The fast bowler says he is ready to seize his opportunity after being called up for England's trip to the UAE.
Shahzad aims to have a ball
Ajmal Shahzad will not forget his first - and only - international match as a spectator. It was at Headingley in 2001. When Waqar Younis, the Pakistan fast bowler, roared in to send Marcus Trescothick, the England opener, back to the pavilion with his first ball, Shahzad was asleep.
"I'd had a late night, it was an early morning and I was excited about going to the game," laughs Shahzad, who was 15-years-old at the time. "Waqar bowled Trescothick with an in-swinging yorker and everybody went crazy. That woke me up. "The whole experience was amazing and I dreamed of people cheering me in the same way one day." Shahzad could soon get that chance, but against the country of his ancestors after a call-up for England's trip to the UAE, where they will face Pakistan in two Twenty20 internationals this weekend, and then the Test and one-day series in Bangladesh.
It was a surprise, but he is determined to evoke memories of Waqar when Pakistan tour England this summer. "That would be perfect. The ideal scenario would be to play against Pakistan at Headingley, possibly open the bowling or first change, bat seven or eight, and do well," said the paceman, now 24. "I was born and bred in England so it was never really an option to play for Pakistan. I watched them because my dad was Pakistani and they were masters 10-15 years ago with people like Waqar and [fellow new ball bowler] Wasim Akram.
"But when Darren Gough came along, Andy Caddick and Harmi [Steve Harmison], it was England." Shahzad first served notice of his potential at 18. An appearance in a one-dayer at Worcestershire made him the first Britain-born Asian to play for Yorkshire. A stress fracture put his career on hold and, frustrated, he almost quit cricket twice before last season's impressive displays propelled him into the England reckoning.
"It's been tough, I was gutted by the injury because I felt those were my best years.
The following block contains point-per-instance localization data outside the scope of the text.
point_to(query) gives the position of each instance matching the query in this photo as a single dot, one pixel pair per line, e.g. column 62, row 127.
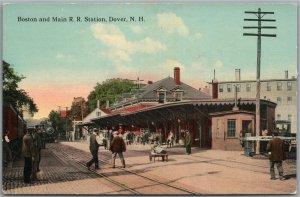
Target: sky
column 63, row 60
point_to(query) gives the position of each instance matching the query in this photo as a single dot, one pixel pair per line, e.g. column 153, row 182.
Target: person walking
column 170, row 139
column 7, row 154
column 94, row 146
column 188, row 142
column 27, row 154
column 276, row 149
column 117, row 147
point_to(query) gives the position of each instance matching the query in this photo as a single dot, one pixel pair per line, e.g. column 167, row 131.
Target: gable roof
column 93, row 114
column 168, row 83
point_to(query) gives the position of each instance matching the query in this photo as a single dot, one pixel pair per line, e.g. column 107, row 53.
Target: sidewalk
column 205, row 171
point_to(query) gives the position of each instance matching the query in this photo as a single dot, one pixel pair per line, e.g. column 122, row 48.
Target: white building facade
column 283, row 92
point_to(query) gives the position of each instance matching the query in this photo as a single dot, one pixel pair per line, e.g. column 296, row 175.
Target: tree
column 79, row 110
column 107, row 91
column 11, row 92
column 59, row 124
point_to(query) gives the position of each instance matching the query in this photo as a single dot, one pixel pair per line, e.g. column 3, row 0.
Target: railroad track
column 80, row 157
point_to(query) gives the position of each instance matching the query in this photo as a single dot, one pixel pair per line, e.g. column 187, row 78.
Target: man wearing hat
column 188, row 142
column 94, row 145
column 117, row 147
column 276, row 147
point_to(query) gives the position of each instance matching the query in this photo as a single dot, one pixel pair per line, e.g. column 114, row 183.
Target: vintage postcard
column 192, row 98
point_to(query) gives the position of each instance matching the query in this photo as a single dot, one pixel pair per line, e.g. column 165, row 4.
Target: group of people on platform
column 32, row 145
column 116, row 145
column 31, row 151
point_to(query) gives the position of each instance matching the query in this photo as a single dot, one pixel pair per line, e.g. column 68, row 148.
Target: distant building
column 281, row 91
column 77, row 100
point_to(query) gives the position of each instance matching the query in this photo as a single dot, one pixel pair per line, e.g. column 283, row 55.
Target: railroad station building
column 171, row 105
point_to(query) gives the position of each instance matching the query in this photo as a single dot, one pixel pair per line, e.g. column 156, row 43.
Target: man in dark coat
column 27, row 148
column 275, row 147
column 94, row 146
column 188, row 142
column 117, row 147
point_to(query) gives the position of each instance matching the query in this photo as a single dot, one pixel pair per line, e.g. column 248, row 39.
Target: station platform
column 206, row 172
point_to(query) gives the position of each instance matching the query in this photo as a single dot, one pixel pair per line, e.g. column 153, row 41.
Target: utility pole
column 259, row 14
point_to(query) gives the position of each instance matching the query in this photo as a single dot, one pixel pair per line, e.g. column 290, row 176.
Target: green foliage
column 107, row 91
column 79, row 110
column 59, row 124
column 11, row 92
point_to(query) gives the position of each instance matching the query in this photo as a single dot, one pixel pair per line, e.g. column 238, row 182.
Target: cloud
column 218, row 64
column 168, row 66
column 116, row 55
column 136, row 29
column 198, row 36
column 170, row 23
column 61, row 56
column 119, row 46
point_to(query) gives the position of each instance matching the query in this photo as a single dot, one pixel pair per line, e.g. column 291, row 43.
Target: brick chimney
column 286, row 74
column 237, row 74
column 177, row 75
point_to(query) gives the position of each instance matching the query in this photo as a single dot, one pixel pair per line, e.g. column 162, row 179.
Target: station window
column 218, row 134
column 161, row 97
column 178, row 96
column 231, row 128
column 228, row 87
column 278, row 116
column 289, row 85
column 289, row 100
column 289, row 117
column 248, row 87
column 221, row 88
column 269, row 86
column 279, row 100
column 279, row 86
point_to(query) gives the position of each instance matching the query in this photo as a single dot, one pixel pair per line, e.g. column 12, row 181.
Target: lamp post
column 178, row 131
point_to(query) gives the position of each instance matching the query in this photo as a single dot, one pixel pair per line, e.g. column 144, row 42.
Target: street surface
column 63, row 171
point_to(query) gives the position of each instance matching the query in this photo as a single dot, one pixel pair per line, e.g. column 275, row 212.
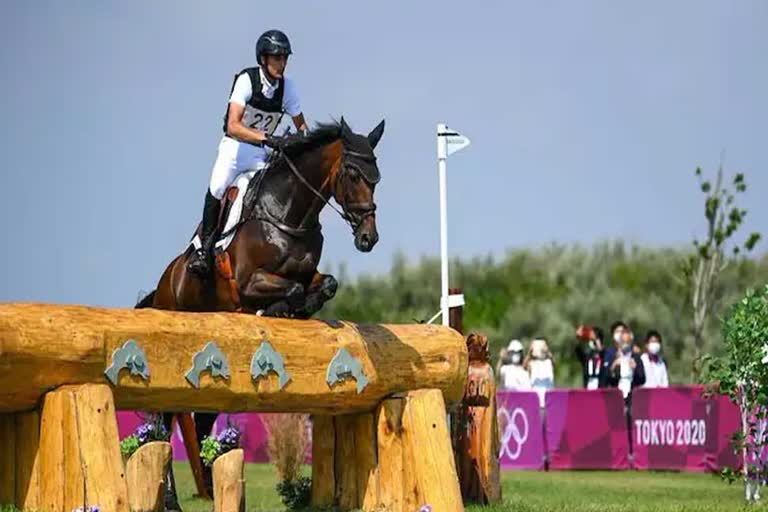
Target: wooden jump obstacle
column 377, row 393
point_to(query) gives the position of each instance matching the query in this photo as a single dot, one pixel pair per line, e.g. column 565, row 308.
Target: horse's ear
column 375, row 136
column 346, row 131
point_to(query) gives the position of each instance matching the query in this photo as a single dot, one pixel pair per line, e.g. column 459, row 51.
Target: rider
column 259, row 97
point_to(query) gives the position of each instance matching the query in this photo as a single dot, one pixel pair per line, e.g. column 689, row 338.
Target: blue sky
column 587, row 120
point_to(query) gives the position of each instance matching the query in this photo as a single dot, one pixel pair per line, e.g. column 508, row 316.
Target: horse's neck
column 292, row 201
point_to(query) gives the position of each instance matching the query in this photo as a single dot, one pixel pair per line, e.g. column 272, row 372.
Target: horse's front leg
column 322, row 289
column 284, row 296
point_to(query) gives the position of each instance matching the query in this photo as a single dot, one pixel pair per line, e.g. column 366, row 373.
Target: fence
column 669, row 429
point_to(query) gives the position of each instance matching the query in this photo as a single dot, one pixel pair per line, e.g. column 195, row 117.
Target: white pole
column 441, row 156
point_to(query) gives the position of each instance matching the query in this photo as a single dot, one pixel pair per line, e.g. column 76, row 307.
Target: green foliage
column 129, row 445
column 548, row 291
column 209, row 450
column 295, row 494
column 741, row 373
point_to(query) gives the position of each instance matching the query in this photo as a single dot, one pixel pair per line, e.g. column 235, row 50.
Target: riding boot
column 200, row 263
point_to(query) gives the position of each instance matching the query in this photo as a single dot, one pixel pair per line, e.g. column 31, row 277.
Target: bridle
column 353, row 213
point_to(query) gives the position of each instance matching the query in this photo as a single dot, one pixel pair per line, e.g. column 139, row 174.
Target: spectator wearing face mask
column 627, row 371
column 590, row 353
column 511, row 373
column 541, row 368
column 655, row 366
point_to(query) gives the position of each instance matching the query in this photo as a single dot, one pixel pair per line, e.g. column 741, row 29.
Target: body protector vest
column 261, row 113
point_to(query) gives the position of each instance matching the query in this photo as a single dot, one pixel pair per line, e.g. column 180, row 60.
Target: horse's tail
column 147, row 300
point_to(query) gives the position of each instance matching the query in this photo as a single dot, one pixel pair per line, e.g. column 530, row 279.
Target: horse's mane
column 321, row 135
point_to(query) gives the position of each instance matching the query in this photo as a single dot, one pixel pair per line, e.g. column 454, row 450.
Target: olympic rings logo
column 515, row 429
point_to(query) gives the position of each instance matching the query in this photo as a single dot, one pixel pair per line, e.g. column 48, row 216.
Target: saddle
column 236, row 206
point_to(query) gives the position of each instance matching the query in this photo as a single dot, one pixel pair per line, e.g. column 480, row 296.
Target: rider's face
column 276, row 65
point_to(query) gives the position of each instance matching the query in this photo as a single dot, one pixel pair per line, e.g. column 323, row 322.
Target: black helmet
column 272, row 42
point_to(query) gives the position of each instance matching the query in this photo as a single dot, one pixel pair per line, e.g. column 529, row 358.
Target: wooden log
column 28, row 492
column 323, row 449
column 7, row 459
column 80, row 462
column 395, row 478
column 355, row 462
column 229, row 482
column 43, row 346
column 428, row 451
column 145, row 474
column 189, row 435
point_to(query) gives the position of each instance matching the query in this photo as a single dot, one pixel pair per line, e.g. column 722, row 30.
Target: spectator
column 590, row 353
column 512, row 374
column 540, row 365
column 655, row 367
column 627, row 370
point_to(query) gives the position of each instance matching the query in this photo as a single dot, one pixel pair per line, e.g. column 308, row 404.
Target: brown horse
column 271, row 264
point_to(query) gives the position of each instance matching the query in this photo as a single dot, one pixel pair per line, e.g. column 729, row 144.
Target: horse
column 270, row 266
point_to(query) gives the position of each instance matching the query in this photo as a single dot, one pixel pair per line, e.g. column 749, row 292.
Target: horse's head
column 355, row 183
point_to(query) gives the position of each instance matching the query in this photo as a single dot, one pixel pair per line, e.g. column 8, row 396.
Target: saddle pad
column 235, row 211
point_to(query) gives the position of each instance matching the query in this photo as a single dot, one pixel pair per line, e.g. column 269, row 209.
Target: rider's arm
column 237, row 130
column 299, row 122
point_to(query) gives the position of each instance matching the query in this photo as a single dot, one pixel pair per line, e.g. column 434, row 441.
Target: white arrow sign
column 454, row 141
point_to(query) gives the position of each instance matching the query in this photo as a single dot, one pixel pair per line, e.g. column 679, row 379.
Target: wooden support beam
column 44, row 346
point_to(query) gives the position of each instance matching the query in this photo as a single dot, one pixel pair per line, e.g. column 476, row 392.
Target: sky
column 587, row 121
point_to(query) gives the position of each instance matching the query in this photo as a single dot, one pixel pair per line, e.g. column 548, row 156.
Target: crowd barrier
column 669, row 429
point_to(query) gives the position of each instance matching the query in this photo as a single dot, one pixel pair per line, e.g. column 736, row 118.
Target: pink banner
column 676, row 428
column 586, row 429
column 521, row 430
column 671, row 427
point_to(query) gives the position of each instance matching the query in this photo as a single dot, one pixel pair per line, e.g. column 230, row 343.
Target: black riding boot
column 200, row 262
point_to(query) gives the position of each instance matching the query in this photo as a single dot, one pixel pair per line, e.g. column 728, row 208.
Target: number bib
column 259, row 120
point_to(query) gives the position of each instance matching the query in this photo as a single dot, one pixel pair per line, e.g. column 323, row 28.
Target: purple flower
column 229, row 438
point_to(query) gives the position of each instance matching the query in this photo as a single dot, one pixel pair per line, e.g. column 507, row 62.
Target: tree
column 742, row 374
column 703, row 268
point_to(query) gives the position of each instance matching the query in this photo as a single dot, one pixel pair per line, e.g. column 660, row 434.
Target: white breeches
column 234, row 158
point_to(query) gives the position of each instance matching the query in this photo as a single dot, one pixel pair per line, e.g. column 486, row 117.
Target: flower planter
column 228, row 482
column 145, row 474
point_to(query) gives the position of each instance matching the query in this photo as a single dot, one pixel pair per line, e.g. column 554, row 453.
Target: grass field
column 593, row 491
column 586, row 491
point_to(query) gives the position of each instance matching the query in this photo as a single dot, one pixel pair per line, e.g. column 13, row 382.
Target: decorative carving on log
column 212, row 359
column 129, row 356
column 344, row 366
column 267, row 359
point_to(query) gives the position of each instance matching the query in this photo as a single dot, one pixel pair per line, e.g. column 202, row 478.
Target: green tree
column 703, row 268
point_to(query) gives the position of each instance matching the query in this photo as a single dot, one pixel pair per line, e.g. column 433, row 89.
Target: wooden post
column 323, row 451
column 476, row 432
column 7, row 459
column 355, row 462
column 145, row 474
column 80, row 462
column 228, row 482
column 28, row 493
column 189, row 435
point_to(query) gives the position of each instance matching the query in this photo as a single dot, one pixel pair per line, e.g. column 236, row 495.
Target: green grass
column 523, row 491
column 573, row 491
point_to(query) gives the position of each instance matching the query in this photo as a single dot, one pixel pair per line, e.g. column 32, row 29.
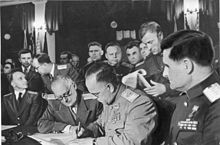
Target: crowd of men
column 182, row 106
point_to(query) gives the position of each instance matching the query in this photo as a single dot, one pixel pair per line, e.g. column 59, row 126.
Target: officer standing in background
column 35, row 82
column 50, row 71
column 21, row 107
column 187, row 56
column 129, row 116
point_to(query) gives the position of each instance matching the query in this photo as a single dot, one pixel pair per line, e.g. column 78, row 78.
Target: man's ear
column 74, row 86
column 110, row 87
column 189, row 66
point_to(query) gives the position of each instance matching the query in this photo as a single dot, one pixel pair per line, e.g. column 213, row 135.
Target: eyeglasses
column 98, row 93
column 66, row 94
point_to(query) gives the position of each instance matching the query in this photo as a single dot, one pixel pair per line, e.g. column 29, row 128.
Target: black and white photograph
column 110, row 72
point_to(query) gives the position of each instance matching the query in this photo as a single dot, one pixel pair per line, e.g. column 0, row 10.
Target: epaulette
column 32, row 92
column 7, row 94
column 88, row 96
column 64, row 66
column 212, row 92
column 129, row 95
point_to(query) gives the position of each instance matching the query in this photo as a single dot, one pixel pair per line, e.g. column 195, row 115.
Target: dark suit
column 35, row 82
column 26, row 113
column 154, row 67
column 66, row 70
column 57, row 116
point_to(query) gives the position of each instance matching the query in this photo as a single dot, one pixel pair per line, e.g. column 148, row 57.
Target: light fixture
column 39, row 25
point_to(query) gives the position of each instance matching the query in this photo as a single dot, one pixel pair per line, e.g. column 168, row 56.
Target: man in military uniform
column 129, row 116
column 49, row 71
column 187, row 56
column 21, row 107
column 113, row 55
column 69, row 109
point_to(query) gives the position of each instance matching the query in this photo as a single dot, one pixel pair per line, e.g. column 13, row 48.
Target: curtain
column 53, row 16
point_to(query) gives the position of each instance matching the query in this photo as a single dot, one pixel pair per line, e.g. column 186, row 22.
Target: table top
column 33, row 137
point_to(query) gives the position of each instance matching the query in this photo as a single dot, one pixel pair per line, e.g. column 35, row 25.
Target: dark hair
column 112, row 44
column 195, row 45
column 94, row 43
column 12, row 72
column 133, row 43
column 24, row 51
column 12, row 65
column 43, row 58
column 69, row 54
column 104, row 73
column 151, row 26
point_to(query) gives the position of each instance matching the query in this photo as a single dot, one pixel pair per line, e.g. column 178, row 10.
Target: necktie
column 50, row 77
column 19, row 98
column 25, row 70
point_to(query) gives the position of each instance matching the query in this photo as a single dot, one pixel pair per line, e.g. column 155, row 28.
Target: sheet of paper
column 53, row 138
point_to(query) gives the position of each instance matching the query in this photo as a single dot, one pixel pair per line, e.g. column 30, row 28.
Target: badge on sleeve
column 64, row 66
column 212, row 92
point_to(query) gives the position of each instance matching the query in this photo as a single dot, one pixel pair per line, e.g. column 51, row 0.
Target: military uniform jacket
column 130, row 120
column 197, row 115
column 35, row 82
column 59, row 70
column 26, row 113
column 57, row 116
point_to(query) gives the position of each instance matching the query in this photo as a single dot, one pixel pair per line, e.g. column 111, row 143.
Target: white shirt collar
column 17, row 93
column 52, row 70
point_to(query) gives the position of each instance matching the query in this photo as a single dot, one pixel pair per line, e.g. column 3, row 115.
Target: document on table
column 53, row 138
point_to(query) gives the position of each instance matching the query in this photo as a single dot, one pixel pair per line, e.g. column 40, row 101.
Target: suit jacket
column 26, row 113
column 59, row 70
column 57, row 116
column 35, row 82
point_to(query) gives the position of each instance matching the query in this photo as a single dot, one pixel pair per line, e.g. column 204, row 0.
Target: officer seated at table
column 69, row 109
column 21, row 107
column 129, row 116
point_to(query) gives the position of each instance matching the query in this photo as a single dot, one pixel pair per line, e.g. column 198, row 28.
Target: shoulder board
column 212, row 92
column 32, row 92
column 7, row 94
column 129, row 95
column 64, row 66
column 88, row 96
column 126, row 64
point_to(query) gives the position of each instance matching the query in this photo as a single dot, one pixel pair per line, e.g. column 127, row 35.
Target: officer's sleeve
column 35, row 110
column 140, row 123
column 72, row 72
column 47, row 123
column 211, row 132
column 96, row 127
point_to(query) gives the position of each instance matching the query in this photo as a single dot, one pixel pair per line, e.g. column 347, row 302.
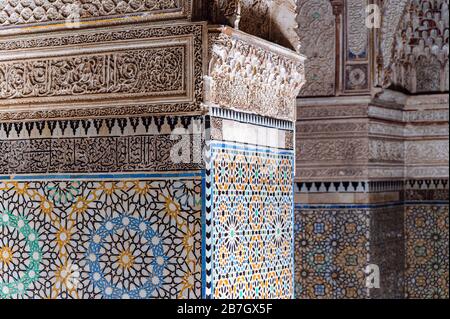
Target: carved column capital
column 253, row 75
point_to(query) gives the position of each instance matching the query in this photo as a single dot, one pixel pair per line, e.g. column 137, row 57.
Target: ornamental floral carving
column 419, row 56
column 250, row 78
column 153, row 71
column 16, row 12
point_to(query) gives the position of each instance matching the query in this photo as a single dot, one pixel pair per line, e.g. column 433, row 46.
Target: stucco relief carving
column 355, row 149
column 155, row 71
column 392, row 14
column 273, row 20
column 317, row 38
column 425, row 152
column 419, row 55
column 356, row 17
column 387, row 151
column 151, row 69
column 253, row 79
column 18, row 12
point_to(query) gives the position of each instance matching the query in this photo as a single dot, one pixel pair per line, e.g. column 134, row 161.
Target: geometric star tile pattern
column 331, row 252
column 100, row 239
column 252, row 234
column 427, row 251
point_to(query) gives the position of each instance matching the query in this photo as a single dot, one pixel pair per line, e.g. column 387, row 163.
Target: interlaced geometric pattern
column 100, row 239
column 331, row 253
column 252, row 233
column 427, row 251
It just didn't happen for me after that," he said. "At 22, I decided if cricket was the way forward for me or education. I was doing a pharmacology degree and giving 50 per cent to study and 50 per cent to cricket. But when I started getting myself fit, I knew I could go far in cricket and gave up the studies. "I spoke to my dad and said I'll give 100 per cent to this because I really felt I could be as good as some of the big names. But we had the same conversation last year.
"Yorkshire offered me a year's extension and I told my dad I didn't want to sign it. For those terms I'd rather finish and go back into studying. I knew I was better than that. "Everyone said you are putting pressure on yourself in the last year of my contract. It was make or break, but I enjoyed that and thankfully it worked out well for me with a three-year deal." Shahzad is driven. As a teenager he was also a schools' champion at badminton, but gave it up for cricket after he won silver instead of gold.
"It hurt not to win. That's when the competitive side of me really came out," he says. He first started out playing street cricket in Bradford as a wannabe Shoaib Akhtar, but crafted his skills by watching Waqar and Wasim. With his batting, Shahzad has been tipped to emulate Andrew Flintoff in the all-rounder role too. "I'm not going to bowl or bat like him, but if I can change games and win games for the team like he did, then that's what it's all about.
"He won't be in Dubai when we are there, but I hope to chat with him at some stage. The only time I've spoken to him before was when I played for Yorkshire against Lancashire in my first season. "Muttiah Muralitharan [the Sri Lanka spinner] was bowling at me and I was missing every ball. Freddie said, 'what are you doing Shaz?'. "I didn't even know he knew my name and said, 'I can't pick him', and he went, 'neither can I, just swing'. I did and it went for six. I tried it again the next ball and got caught and he went 'unlucky pal'. He wears his heart on his sleeve.